“The cold does get through it, father.”

“But it keeps our minds at peace. Even the refuge in God does not always secure us from external suffering. The heart may be quite happy and strong when the hands are benumbed with cold. Yes, the heart even may grow cold with coming death, while the man himself retreats the farther into the secret place of the Most High, growing more calm and hopeful as the last cold invades the house of his body. I believe that all troubles come to drive us into that refuge—that secret place where alone we can be safe. You will, when you go out into the world, my boy, find that most men not only do not believe this, but do not believe that you believe it. They regard it at best as a fantastic weakness, fit only for sickly people. But watch how the strength of such people, their calmness and common sense, fares when the grasp of suffering lays hold upon them. It was a sad sight—that abject hopeless misery I saw this afternoon. If his mind had been an indication of the reality, one must have said that there was no God—no God at least that would have anything to do with him. The universe as reflected in the tarnished mirror of his soul, was a chill misty void, through which blew the moaning wind of an unknown fate. As near as ever I saw it, that man was without God and without hope in the world. All who have done the mightiest things—I do not mean the showiest things—all that are like William of Orange—the great William, I mean, not our King William—or John Milton, or William Penn, or any other of the cloud of witnesses spoken of in the Epistle to the Hebrews—all the men I say who have done the mightiest things, have not only believed that there was this refuge in God, but have themselves more or less entered into the secret place of the Most High. There only could they have found strength to do their mighty deeds. They were able to do them because they knew God wanted them to do them, that he was on their side, or rather they were on his side, and therefore safe, surrounded by God on every side. My boy, do the will of God—that is, what you know or believe to be right, and fear nothing.”

I never forgot the lesson. But my readers must not think that my father often talked like this. He was not at all favourable to much talk about religion. He used to say that much talk prevented much thought, and talk without thought was bad. Therefore it was for the most part only upon extraordinary occasions, of which this is an example, that he spoke of the deep simplicities of that faith in God which was the very root of his conscious life.

He was silent after this utterance, which lasted longer than I have represented, although unbroken, I believe, by any remark of mine. Full of inward repose, I fell asleep in his arms.

When I awoke I found myself very cold. Then I became aware that my father was asleep, and for the first time began to be uneasy. It was not because of the cold: that was not at all unendurable; it was that while the night lay awful in white silence about me, while the wind was moaning outside, and blowing long thin currents through the peat walls around me, while our warm home lay far away, and I could not tell how many hours of cold darkness had yet to pass before we could set out to find it,—it was not all these things together, but that, in the midst of all these, I was awake and my father slept. I could easily have waked him, but I was not selfish enough for that: I sat still and shivered and felt very dreary. Then the last words of my father began to return upon me, and, with a throb of relief, the thought awoke in my mind that although my father was asleep, the great Father of us both, he in whose heart lay that secret place of refuge, neither slumbered nor slept. And now I was able to wait in patience, with an idea, if not a sense of the present care of God, such as I had never had before.
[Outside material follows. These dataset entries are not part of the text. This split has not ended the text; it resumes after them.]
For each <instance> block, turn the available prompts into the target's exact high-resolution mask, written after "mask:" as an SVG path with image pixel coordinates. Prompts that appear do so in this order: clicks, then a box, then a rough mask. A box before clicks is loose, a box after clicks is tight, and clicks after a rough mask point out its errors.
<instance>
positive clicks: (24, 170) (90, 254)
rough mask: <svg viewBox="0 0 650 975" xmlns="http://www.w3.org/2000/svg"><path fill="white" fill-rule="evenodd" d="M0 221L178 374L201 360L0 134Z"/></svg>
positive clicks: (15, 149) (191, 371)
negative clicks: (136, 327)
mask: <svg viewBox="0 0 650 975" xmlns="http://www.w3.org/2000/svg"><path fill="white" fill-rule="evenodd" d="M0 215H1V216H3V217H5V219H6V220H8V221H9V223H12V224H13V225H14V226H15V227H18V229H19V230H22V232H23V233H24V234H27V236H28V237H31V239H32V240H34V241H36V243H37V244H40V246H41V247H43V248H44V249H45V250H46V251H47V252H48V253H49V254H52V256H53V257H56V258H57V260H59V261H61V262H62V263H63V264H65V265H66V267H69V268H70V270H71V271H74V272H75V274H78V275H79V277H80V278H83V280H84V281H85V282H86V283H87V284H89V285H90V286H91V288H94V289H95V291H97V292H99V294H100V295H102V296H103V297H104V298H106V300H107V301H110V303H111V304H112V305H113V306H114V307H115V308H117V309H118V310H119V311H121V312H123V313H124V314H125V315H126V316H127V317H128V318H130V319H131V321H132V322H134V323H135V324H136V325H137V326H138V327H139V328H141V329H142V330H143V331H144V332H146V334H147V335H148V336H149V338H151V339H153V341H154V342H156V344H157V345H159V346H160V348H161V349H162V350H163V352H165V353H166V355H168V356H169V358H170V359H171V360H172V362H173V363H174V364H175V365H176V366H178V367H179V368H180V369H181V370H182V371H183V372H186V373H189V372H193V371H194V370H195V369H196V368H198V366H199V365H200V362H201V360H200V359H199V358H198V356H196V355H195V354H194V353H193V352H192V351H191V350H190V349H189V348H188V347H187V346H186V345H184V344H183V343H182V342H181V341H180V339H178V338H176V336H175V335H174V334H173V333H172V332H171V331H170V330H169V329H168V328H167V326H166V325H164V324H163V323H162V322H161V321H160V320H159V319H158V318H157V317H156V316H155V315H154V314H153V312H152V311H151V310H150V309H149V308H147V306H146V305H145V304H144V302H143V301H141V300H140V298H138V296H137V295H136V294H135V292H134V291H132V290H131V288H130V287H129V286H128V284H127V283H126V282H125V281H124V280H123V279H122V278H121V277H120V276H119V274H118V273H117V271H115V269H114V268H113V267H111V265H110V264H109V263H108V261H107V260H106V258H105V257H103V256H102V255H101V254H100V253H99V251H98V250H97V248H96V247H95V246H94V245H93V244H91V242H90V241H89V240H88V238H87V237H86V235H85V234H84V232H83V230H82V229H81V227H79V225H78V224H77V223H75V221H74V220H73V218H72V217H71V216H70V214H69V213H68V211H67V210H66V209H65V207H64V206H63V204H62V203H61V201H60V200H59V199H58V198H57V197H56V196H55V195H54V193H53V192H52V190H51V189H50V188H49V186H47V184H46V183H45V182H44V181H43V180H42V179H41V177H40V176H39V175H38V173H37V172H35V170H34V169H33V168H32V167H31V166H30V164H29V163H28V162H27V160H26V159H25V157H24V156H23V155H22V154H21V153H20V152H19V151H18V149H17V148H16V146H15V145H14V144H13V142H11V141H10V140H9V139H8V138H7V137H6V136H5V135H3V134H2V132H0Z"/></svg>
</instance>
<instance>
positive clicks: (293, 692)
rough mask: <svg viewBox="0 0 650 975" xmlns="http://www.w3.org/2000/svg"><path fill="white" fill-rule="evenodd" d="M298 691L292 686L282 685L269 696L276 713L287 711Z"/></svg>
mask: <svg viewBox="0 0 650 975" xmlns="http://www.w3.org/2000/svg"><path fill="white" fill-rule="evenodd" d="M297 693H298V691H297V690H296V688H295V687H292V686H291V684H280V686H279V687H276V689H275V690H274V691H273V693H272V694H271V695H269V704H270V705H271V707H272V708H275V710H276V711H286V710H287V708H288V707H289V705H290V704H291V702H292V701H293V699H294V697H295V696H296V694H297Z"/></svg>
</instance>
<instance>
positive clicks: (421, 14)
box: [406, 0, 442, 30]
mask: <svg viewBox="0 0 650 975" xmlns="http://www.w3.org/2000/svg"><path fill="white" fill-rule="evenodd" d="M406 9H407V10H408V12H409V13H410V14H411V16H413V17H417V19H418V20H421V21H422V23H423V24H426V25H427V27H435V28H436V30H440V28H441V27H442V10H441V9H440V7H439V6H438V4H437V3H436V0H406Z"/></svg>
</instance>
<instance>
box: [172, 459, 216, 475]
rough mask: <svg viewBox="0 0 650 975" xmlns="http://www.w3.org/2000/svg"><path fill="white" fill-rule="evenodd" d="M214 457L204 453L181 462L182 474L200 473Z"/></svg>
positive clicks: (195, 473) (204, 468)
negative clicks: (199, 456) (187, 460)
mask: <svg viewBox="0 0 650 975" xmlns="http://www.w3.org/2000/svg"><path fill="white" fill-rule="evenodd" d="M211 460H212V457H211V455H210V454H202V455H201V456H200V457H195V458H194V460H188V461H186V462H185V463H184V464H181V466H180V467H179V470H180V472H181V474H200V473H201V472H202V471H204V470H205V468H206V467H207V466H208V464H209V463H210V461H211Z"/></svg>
When, after some years, my father was taken from us, the thought of this night came again and again, and I would say in my heart: “My father sleeps that I may know the better that The Father wakes.”

At length he stirred. The first sign of his awaking was, that he closed again the arms about me which had dropped by his sides as he slept.

“I’m so glad you’re awake, father,” I said, speaking first.

“Have you been long awake then?”

“Not so very long, but I felt lonely without you.”

“Are you very cold? I feel rather chilly.”